Conor Maguire
- Born: Skerries, County Dublin, Ireland
- Height: 1.80 m (5 ft 11 in)
- Weight: 113 kg (17.8 st; 249 lb)

Rugby union career
- Position: Loosehead Prop

Senior career
- Years: Team / Apps / (Points)
- 2020–2021: Dragons / 7 / (0)
- 2021: Gloucester / 1 / (0)
- 2021–: Hartpury University / 1 / (0)
- Correct as of 28 July 2021

= Conor Maguire (rugby union) =

Irish rugby union player

Conor Maguire is an Irish rugby union player, who played for English Premiership side Gloucester. He plays as a prop.

==Early life==
Maguire was born in Skerries, County Dublin and moved to East Meath at the age of seven.

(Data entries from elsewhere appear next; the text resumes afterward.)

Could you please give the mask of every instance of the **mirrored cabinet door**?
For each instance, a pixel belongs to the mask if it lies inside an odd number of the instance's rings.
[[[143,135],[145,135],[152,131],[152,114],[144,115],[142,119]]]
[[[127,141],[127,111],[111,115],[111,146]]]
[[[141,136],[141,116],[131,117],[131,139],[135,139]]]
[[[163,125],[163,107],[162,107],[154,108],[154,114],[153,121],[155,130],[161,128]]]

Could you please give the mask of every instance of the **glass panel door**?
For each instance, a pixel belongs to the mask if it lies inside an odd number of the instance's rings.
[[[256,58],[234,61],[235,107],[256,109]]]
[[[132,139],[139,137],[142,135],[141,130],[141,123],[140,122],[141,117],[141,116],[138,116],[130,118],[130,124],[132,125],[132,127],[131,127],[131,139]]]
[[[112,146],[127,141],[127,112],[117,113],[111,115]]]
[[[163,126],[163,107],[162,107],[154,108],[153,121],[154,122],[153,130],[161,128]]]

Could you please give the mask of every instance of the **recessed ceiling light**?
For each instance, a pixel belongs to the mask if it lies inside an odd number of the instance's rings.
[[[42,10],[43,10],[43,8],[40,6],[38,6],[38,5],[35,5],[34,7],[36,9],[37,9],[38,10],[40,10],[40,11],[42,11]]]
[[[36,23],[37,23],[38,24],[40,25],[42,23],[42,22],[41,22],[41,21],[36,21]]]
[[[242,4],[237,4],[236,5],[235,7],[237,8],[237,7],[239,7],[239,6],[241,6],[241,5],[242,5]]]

He attended Coláiste na hInse in Bettystown.

==Amateur career==
Prior to making his professional debut, Maguire played for a number of teams including Boyne, Old Wesley, Leinster A and Connacht Eagles, as well as age-grade rugby for Leinster and Ireland.

==Professional career==
Maguire made his senior professional rugby debut for Welsh side Dragons against Benetton in round 13 of the 2019-20 Pro14 on 6 March 2020, after joining on a short-term deal. The short-term deal at the Dragons was extended following rugby's restart after the COVID-19 pandemic.

On 12 February 2021, Maguire would sign for English Premiership side Gloucester as part of their elite academy squad for professional development.

On 5 August 2021, Maguire has signed a professional contract with Hartpury University to compete in the RFU Championship from the 2021–22 season.